ABSTRACT
Shigella spp. are a major global cause of diarrhea and dysentery. Children 2-5 years of age in low- and middle-
income countries are the most affected. Mortality is second only to rotavirus among diarrheal diseases in young
children, and repeated bouts of disease cause lifelong disability. In industrialized nations, Shigella outbreaks
have occurred in day care centers and medical institutions. Shigella spp. rapidly acquire genetic elements that
confer antimicrobial resistance. A safe, effective, and affordable vaccine could make a major public health
impact, yet none is currently approved. Candidates based on the Shigella-O-antigen are in clinical development.
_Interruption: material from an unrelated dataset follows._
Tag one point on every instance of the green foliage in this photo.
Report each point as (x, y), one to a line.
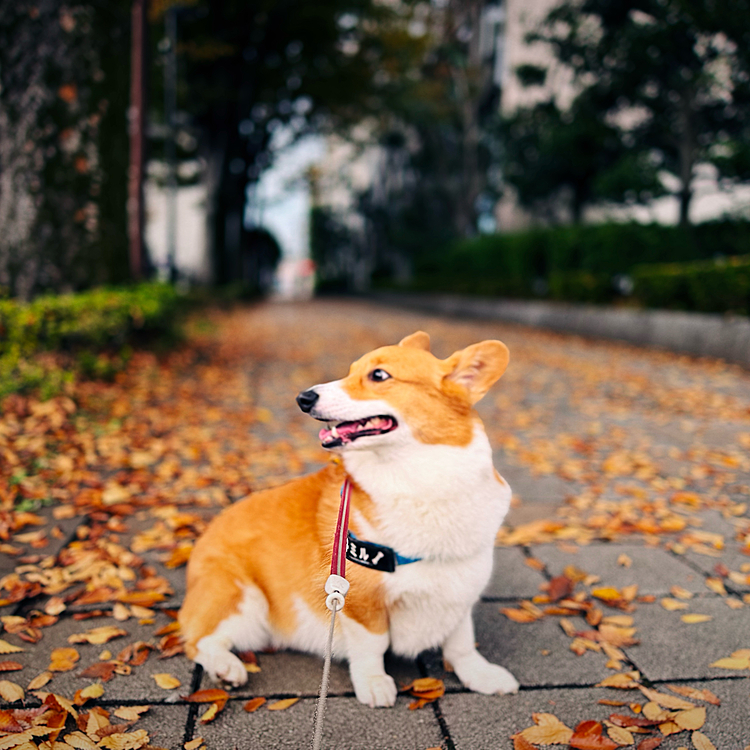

However, that approach is impractical and costly, requiring multiple vaccines to prevent disease caused by
Shigella strains with different O antigens. This proposal seeks to develop a safe, practical, and effective broad-
spectrum Shigella vaccine based on highly conserved Shigella Type III secretion system (TTSS) proteins,
invasion plasmid antigen (Ipa) B, IpaH, and the virulence antigen VirG (IcsA). Our laboratory was the first to
report the high immunogenic and broad protective capacity of Shigella IpaB in mice, and the association of IpaB-
and VirG- serum IgG (IgG1) levels with clinical protection against shigellosis in humans. Preliminary data in this
application demonstrate that VirG also elicits potent and protective immunity. In addition, we have found that
adults living in endemic regions who acquire natural immunity to Shigella have high levels of IpaB-, VirG-, and
IpaH- serum antibodies. Maternal IgG against these proteins are more efficiently transferred to infants through
the placenta as compared to IgG against the O-polysaccharide. High levels of antibodies are also present in
breast milk. This robust maternally-derived immunity is consistent with the low incidence of infection at <6 months
of life. Together, our findings provide a strong premise for the success of a broad-spectrum subunit (IpaB, IpaH,
and/or VirG) Shigella vaccine. Given parenterally, this vaccine is expected to be well-tolerated and to elicit robust
immunity in young children, the main target group.
In Aim 1, we will purify and characterize Shigella IpaB, IpaH, and VirG using an innovative cell-free protein
synthesis system. This technological breakthrough allows the production of high-quality vaccine antigens at large
yield and can be easily scaled-up for manufacturing. In Aim 2, we will evaluate the capacity of IpaB, IpaH, and
VirG to elicit protective immunity and to confer broad-spectrum protection in mice and guinea pigs. The proteins
will be administered parenterally, alone or combined, with alum as adjuvant ¿ a strategy that can be readily
translated to humans. In Aim 3, we will investigate the protective role of IpaB, IpaH, and VirG antibodies through
passive transfer experiments in mouse and guinea pig infection models and specific steps of infection targeted
by each antibody using in vitro cell culture. We have unique expertise, tools, and novel technology to produce a
simple and efficacious new subunit vaccine to prevent multidrug-resistant Shigella. If successful, this concept
could be easily tested in Phase I studies in humans.